Ben Mijuskovic has been tirelessly working on a second edition of his ground breaking study on loneliness. He kindly provided some reviews, which will be posted here in the coming weeks. The fundamental conclusions of the simplicity argument lead to solipsism, which translates psychologically into loneliness. Isolate minds have trouble engaging the outside world; thus, the natural emotive response to this philosophical reality is the feeling of being alone – unable to connect with other minds.

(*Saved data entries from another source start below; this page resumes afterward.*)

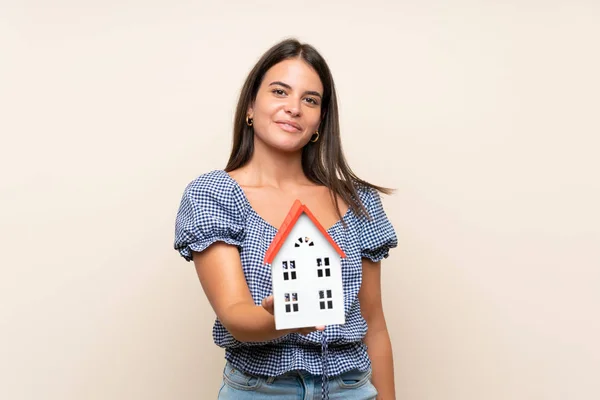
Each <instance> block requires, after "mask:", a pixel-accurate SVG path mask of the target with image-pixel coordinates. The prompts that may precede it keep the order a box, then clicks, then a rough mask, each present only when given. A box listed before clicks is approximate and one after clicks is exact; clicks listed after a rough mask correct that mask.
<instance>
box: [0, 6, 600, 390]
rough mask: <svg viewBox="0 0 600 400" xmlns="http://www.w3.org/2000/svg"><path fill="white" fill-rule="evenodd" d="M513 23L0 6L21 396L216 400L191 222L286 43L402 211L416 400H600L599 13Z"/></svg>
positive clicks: (410, 326) (504, 9)
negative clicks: (174, 237)
mask: <svg viewBox="0 0 600 400" xmlns="http://www.w3.org/2000/svg"><path fill="white" fill-rule="evenodd" d="M498 3H500V2H496V1H492V0H489V1H464V0H460V1H453V2H445V1H442V0H438V1H427V2H423V1H416V0H415V1H400V2H398V1H389V2H384V1H381V0H372V1H368V2H354V1H347V0H346V1H336V2H300V3H299V2H295V3H282V2H274V1H266V0H262V1H256V0H255V1H253V2H246V1H235V2H234V1H229V2H223V3H217V2H213V3H205V2H199V1H195V2H192V1H179V2H177V1H174V2H171V1H167V0H156V1H141V0H138V1H136V0H125V1H113V0H110V1H107V0H104V1H99V0H94V1H91V0H89V1H74V0H71V1H66V0H56V1H52V2H49V1H47V2H43V1H15V0H13V1H9V0H1V1H0V4H1V6H0V133H1V135H2V139H1V145H0V167H1V168H0V171H1V172H0V173H1V174H2V176H1V179H0V185H1V186H0V188H1V192H0V195H1V197H0V200H1V207H0V222H1V223H0V246H1V251H0V266H1V270H0V274H1V275H0V328H1V329H0V335H1V340H0V398H2V399H7V400H8V399H11V400H22V399H31V400H33V399H35V400H40V399H44V400H59V399H60V400H67V399H69V400H71V399H72V400H75V399H77V400H79V399H86V400H92V399H93V400H96V399H98V400H100V399H102V400H105V399H112V400H126V399H127V400H130V399H144V400H151V399H152V400H159V399H160V400H170V399H180V400H184V399H186V400H188V399H189V400H192V399H213V398H215V397H216V393H217V391H218V389H219V386H220V374H221V369H222V365H223V358H222V356H223V352H222V350H221V349H219V348H217V347H216V346H214V345H213V344H212V338H211V326H212V322H213V317H214V315H213V312H212V310H211V308H210V306H209V305H208V303H207V301H206V300H205V297H204V295H203V293H202V290H201V287H200V284H199V283H198V280H197V277H196V275H195V272H194V269H193V267H192V265H191V264H187V263H185V261H184V260H183V259H182V258H180V257H179V255H178V254H177V253H176V252H175V251H174V250H172V242H173V226H174V218H175V213H176V211H177V207H178V205H179V200H180V196H181V194H182V191H183V188H184V187H185V185H186V184H187V183H188V182H189V181H190V180H192V179H193V178H195V177H196V176H198V175H199V174H201V173H203V172H206V171H209V170H212V169H217V168H222V167H223V166H224V164H225V161H226V159H227V156H228V152H229V145H230V137H231V125H232V115H233V110H234V107H235V102H236V99H237V97H236V96H237V94H238V91H239V88H240V86H241V84H242V81H243V79H244V78H245V75H246V73H247V72H248V71H249V69H250V68H251V66H252V65H253V64H254V62H255V61H256V60H257V58H258V57H259V56H260V54H261V53H262V52H263V51H265V50H266V49H267V48H268V47H269V46H271V45H272V44H274V43H275V42H277V41H279V40H280V39H282V38H284V37H287V36H297V37H298V38H300V39H301V40H305V41H308V42H310V43H312V44H314V45H315V46H316V47H317V48H318V49H320V51H321V52H322V53H323V54H324V55H325V57H326V58H327V60H328V61H329V63H330V66H331V68H332V70H333V73H334V77H335V79H336V82H337V85H338V88H339V95H340V98H341V117H342V128H343V136H344V147H345V151H346V153H347V156H348V158H349V160H350V162H351V165H352V166H353V168H354V169H355V170H356V171H357V172H358V173H359V175H360V176H362V177H364V178H366V179H368V180H371V181H374V182H376V183H379V184H382V185H389V186H392V187H395V188H397V192H396V194H395V195H393V196H391V197H386V198H384V202H385V206H386V209H387V211H388V215H389V217H390V218H391V220H392V221H393V223H394V225H395V227H396V229H397V233H398V237H399V241H400V247H399V248H398V249H396V250H395V251H393V252H392V255H391V257H390V258H389V259H388V260H387V261H386V262H385V263H384V270H385V275H384V297H385V299H384V301H385V309H386V312H387V318H388V321H389V329H390V333H391V336H392V341H393V346H394V355H395V362H396V382H397V392H398V398H399V399H406V400H481V399H485V400H498V399H502V400H521V399H522V400H533V399H543V400H554V399H557V400H558V399H560V400H567V399H568V400H571V399H574V400H593V399H598V398H600V344H599V338H600V323H599V315H600V310H599V308H600V307H599V306H600V251H599V248H600V246H599V242H600V228H599V226H600V212H599V211H598V204H600V179H599V177H598V171H600V162H599V161H598V151H599V149H600V140H599V134H600V123H599V118H600V115H599V114H600V112H599V110H600V100H599V99H600V97H599V93H600V78H599V73H598V71H600V52H599V51H598V48H599V47H598V46H599V45H598V43H599V39H600V4H599V3H598V2H597V1H593V0H589V1H582V0H576V1H566V0H564V1H544V2H542V1H533V0H527V1H516V0H515V1H508V2H506V1H503V2H501V3H502V4H498Z"/></svg>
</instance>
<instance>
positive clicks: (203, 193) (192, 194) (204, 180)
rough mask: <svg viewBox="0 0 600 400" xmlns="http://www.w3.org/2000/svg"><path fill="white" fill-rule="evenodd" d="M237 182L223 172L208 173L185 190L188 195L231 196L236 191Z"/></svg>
mask: <svg viewBox="0 0 600 400" xmlns="http://www.w3.org/2000/svg"><path fill="white" fill-rule="evenodd" d="M235 186H236V184H235V181H234V180H233V179H232V178H231V177H230V176H229V175H228V174H227V172H225V171H223V170H214V171H210V172H206V173H204V174H202V175H200V176H198V177H197V178H195V179H194V180H192V181H191V182H190V183H188V185H187V186H186V188H185V192H186V194H190V195H211V196H219V195H221V194H230V192H231V191H232V190H235Z"/></svg>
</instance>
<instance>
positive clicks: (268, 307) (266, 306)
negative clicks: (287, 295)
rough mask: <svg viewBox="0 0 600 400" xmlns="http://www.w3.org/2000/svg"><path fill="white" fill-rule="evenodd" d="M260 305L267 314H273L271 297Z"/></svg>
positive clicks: (272, 305)
mask: <svg viewBox="0 0 600 400" xmlns="http://www.w3.org/2000/svg"><path fill="white" fill-rule="evenodd" d="M261 305H262V306H263V308H264V309H265V310H267V311H268V312H269V313H271V314H273V313H274V310H273V308H274V307H273V296H268V297H265V298H264V299H263V300H262V302H261Z"/></svg>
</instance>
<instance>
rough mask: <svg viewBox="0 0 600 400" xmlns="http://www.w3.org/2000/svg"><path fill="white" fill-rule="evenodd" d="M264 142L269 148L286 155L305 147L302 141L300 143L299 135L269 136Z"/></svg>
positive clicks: (286, 133) (287, 133) (299, 134)
mask: <svg viewBox="0 0 600 400" xmlns="http://www.w3.org/2000/svg"><path fill="white" fill-rule="evenodd" d="M264 142H265V144H266V145H267V146H269V147H271V148H274V149H277V150H279V151H282V152H288V153H294V152H297V151H300V150H302V148H303V147H304V145H305V143H304V141H302V136H300V134H298V135H293V134H289V133H286V134H284V135H282V134H280V133H278V134H275V135H270V136H269V137H268V138H266V140H265V141H264Z"/></svg>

Acclaim for Ben Mijuskovic’s Loneliness in Philosophy, Psychology, and Literature
 “Indeed, a most impressive survey has been undertaken by Professor Ben Mijuskovic in his fine book, Loneliness in Philosophy, Psychology, and Literature. He shows most effectively how prominent the themes of literature and inwardness have been in creative literature from quite early times, in the myth of Prometheus, the Odyssey, in parts of Plato and Aristophanes, and in the Upanishads, down to the most recent writers of fiction and philosophy. ‘Robinson Crusoe’ recovers the importance it had for earlier speculative thought (the ‘History of Robinson and Friday’ as we have it in Hegel’s ‘Outlines of the Phenomenology of Mind’) and is shown to be part of a concern which continues through Proust to the British novelist Arthur Machen and his frightening portrayal, in his own words, of ‘a Robinson Crusoe of the soul’ and to Thomas Wolfe’s ‘We walk the streets of life alone’ matched by Conrad’s ‘Heart of Darkness’ and Golding’s ‘Pincher Martin.’ Mijuskovic concludes that, on the philosophical foundation of the ability of thought to “curl back on itself, the disciplines of literature, philosophy, and psychology have erected a significant and true insight into man’s fundamental nature, namely that that each of us, separately exists in isolation, in a state of desolate loneliness, enclosed within the confines of a nomadic prison which we continually strive to escape.”
H. D. Lewis, editor of Religious Studies.